What kind of situations initiates the need for a tow truck?
Mostly, road accidents render vehicles inoperative. Heavy impacts like these damage vital components like engines or transmission parts. Apart from road accidents, a car can break down in the middle of the road due to other issues. Here is a list of unfortunate events due to which you might need a tow truck to rescue your vehicle:
- Head-on collisions
- Bumping into a structure
- Empty gas tank
- Overheated engine
- Tire puncture
- When your car gets stuck in snow or mud
- Forgetting your keys inside the car
How many types of tow trucks exist?
As there are more than one viable situations in which you might be needing a tow truck, there is more than one kind of tow truck you can avail. The following list contains the 5 most common tow trucks used today:
1. Flatbed tow trucks
The flatbed tow truck does not look like the usual tow truck you are picturing in your mind. They have a large flatbed to completely carry a vehicle. The flatbed slides out and aligns with the ground to allow the car to be loaded on the flatbed. Next, the flatbed is loaded onto the truck. The back of the flatbed truck is operated by hydraulics and most likely there are weight limits.
Flatbed trucks are useful when two sets of tires are punctured and the vehicle is rendered immovable.

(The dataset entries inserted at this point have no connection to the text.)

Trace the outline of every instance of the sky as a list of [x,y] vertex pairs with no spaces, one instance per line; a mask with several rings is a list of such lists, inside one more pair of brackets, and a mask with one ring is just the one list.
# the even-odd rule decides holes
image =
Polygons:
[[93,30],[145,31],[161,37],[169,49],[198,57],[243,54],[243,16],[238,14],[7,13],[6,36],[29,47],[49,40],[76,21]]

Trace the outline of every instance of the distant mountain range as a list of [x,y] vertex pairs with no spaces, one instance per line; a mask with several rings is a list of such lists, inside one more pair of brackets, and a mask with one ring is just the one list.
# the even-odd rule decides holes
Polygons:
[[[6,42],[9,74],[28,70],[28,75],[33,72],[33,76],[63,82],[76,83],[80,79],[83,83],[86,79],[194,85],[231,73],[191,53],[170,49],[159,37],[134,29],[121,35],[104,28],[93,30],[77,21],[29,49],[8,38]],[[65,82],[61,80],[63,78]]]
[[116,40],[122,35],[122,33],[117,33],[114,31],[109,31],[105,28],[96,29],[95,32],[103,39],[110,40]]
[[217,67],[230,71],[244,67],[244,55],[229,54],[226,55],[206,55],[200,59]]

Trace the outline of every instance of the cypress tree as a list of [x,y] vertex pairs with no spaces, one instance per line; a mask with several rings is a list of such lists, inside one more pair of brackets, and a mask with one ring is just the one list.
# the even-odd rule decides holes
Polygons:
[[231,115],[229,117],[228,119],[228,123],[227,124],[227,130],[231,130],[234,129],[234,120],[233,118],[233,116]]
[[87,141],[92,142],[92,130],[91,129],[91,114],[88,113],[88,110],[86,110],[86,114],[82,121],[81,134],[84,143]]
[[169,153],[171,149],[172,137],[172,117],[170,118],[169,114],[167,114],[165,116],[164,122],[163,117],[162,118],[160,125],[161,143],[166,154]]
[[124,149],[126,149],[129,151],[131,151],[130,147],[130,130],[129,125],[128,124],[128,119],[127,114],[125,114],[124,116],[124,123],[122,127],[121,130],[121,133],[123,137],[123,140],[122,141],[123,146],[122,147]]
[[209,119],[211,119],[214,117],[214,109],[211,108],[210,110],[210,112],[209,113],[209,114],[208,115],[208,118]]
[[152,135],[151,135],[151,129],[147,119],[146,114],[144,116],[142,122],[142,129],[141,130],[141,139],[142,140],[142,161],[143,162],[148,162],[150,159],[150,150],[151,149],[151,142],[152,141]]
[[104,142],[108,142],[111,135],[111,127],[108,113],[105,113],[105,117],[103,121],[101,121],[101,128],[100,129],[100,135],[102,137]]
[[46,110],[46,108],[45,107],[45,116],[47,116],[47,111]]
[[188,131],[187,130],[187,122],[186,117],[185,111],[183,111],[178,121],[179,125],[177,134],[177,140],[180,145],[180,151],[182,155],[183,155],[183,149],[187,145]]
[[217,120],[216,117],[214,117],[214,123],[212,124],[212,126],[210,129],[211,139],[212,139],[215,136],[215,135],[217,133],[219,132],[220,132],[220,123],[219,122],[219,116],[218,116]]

2. Hook and chain tow trucks
Hook and chain trucks are the most popular kind of towing truck on the loose. A short crane-like structure is fastened to a hook, this hook is secured to the axle of the vehicle-to-be-towed. After locking the hook, the crane is rolled up which partially lifts the car leaving two wheels on the ground.
3. Wheel lift tow trucks
The basic construction of a wheel lift tow truck is pretty similar to that of the hook and chain truck. Instead, no chains are involved in the rescuing operation by a wheel lift truck. These trucks use a ‘yoke’ that is attached to the axle of the rescued vehicle. When in rescuing mode, the truck looks exactly the same as hook and chain trucks. The advantage of these trucks is that the bumper or axle does not get damaged.
4. Integrated tow trucks
Integrated tow trucks are large heavy-duty tow trucks that are used to tow large vehicles. These trucks have enough capability to tow large trucks and buses. They have an extra axle which grants them the extra power. An integrated tow truck can easily rescue large, heavy vehicles out of troublesome situations. The ‘arm’ is located in the center of the integrated tow truck which allows it to pull greater loads. Four-wheelers and SUVs don’t need an integrated tow truck for rescue.
5. Boom trucks
Boom trucks have a large heavy-duty hydraulic arm attached to them which allows them to completely lift a vehicle from the ground up and place it on the flat carriage. Boom trucks look like a miniature version of a crane. These trucks are also used for other purposes except for a towing vehicle. Boom trucks nowadays have an additional belt that grants more stability to the towed vehicle and counts for lesser damage. But anyway, it is not a good choice for pulling an all-wheel-drive vehicle as it can damage their wheels.